Samir further released two videos purportedly showing two "bomb-laden vehicles" being blown up by the Egyptian military.
According to the report, the army spokesman also announced the detention of four suspected militants, who he alleged were responsible for planting improvised explosive devices (IED) in northern Sinai regions.
Meanwhile, latest reports from the area said the Egyptian militants in Sinai attacked two military checkpoints killing at least five government soldiers in the latest raid targeting security forces.
However, General Samir put the death toll at three, saying four other soldiers were wounded.
According to Egypt’s MENA news agency, a militant attack near the town of Sheikh Zuweid sparked clashes between suspected ISIL-linked militants and army troops.

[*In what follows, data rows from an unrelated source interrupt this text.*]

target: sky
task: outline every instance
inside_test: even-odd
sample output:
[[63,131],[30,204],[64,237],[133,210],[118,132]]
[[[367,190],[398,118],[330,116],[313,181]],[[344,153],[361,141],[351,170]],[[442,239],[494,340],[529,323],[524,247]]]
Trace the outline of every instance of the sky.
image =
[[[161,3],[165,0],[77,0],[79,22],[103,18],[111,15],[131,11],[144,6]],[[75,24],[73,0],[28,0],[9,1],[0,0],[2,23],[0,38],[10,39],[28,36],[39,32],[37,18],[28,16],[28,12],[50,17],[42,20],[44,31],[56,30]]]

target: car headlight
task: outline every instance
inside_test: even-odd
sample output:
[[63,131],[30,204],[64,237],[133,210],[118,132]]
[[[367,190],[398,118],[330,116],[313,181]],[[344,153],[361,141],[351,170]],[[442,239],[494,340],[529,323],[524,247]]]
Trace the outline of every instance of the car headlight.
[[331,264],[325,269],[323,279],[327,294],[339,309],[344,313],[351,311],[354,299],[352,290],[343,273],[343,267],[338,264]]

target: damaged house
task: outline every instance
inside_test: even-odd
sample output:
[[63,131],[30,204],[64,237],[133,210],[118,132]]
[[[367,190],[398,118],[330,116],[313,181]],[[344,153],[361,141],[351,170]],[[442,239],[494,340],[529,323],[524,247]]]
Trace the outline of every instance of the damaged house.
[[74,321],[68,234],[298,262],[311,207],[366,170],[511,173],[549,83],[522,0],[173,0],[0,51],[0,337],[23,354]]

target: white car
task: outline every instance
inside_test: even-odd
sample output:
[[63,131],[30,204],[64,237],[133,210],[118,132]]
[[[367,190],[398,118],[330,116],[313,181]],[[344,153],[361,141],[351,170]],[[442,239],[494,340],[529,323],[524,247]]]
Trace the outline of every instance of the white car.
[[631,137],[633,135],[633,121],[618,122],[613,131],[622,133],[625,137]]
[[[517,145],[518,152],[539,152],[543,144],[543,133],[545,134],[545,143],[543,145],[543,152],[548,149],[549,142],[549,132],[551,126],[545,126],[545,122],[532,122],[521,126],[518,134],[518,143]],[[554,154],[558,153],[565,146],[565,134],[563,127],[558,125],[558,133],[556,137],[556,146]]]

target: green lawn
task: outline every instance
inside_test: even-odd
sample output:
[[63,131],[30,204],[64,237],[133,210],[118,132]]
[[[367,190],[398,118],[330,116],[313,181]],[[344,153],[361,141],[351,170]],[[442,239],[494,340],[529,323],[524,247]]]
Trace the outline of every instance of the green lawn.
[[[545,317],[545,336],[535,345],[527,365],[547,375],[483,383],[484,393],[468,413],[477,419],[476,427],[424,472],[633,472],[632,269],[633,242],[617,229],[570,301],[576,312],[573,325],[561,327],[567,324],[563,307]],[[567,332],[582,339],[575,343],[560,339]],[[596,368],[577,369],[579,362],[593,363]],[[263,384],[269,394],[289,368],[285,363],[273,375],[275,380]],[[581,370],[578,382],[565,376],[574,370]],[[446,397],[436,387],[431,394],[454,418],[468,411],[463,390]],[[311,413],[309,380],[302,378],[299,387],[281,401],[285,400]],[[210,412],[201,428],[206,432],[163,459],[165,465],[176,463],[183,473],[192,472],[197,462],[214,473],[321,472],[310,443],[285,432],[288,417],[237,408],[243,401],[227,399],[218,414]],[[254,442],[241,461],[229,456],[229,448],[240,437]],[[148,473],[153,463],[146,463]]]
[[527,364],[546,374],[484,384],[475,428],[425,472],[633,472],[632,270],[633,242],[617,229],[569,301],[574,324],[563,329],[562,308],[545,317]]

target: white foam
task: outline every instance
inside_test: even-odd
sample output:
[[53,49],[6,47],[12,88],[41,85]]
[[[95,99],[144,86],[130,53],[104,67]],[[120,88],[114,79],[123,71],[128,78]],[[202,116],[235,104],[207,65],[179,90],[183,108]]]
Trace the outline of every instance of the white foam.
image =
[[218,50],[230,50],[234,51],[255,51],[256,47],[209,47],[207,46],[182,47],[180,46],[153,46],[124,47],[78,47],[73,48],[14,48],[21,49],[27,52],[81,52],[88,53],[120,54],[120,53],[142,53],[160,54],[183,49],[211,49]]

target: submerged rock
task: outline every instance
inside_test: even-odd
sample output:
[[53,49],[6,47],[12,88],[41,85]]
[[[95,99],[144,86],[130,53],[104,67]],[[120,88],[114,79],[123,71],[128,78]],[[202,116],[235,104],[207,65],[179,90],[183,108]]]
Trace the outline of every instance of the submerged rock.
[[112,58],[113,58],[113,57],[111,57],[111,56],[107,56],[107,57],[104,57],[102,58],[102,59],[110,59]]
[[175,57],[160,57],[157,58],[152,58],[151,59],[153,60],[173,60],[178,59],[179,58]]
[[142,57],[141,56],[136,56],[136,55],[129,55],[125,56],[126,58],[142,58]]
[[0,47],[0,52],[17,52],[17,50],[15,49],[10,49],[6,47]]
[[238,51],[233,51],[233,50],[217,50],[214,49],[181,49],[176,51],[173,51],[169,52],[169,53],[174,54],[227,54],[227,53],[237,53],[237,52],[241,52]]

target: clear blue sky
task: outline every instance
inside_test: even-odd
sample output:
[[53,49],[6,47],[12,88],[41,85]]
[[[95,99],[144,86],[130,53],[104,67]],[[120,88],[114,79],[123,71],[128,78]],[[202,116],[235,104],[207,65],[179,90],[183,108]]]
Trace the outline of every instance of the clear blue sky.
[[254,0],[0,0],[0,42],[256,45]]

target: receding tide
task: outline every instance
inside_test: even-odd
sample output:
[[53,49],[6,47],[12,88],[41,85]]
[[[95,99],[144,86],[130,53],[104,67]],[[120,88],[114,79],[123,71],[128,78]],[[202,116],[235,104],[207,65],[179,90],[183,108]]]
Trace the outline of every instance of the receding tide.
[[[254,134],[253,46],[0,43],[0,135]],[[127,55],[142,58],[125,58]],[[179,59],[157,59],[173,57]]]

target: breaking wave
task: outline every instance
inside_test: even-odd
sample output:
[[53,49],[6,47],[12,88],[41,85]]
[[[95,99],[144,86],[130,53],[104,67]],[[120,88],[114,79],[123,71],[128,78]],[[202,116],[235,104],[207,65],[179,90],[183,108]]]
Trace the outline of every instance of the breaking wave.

A report also cited a military source as saying that the two checkpoints were attacked by rocket-propelled grenades.
Military raids against Takfiri militants in Egypt have recently surged following the killing of at least 21 soldiers in Sheikh Zuweid and Rafah during two coordinated assaults on July 1 and 2 by a Sinai-based ISIL-linked group (formerly referred to as Ansar Beit al-Maqdis).
The Egyptian army announced last week that it killed 241 "terrorists," destroyed 26 vehicles and defused 16 explosive devices in North Sinai over a five-day period.
Egypt’s army has poured troops and and military hardware into the Sinai peninsula, where security forces have been fighting surging militancy since the former army chief and current President Abdel Fattah al-Sisi ousted Egypt’s first democratically-elected president Mohammed Morsi in a military coup on July 4, 2013.
A local terror group known as Sinai Province, which pledged allegiance in November 2014 to the Takfiri ISIL terror group, has been behind many of the attacks that have killed scores of Egyptian police officers, soldiers and judiciary officials as well as civilians over the past months.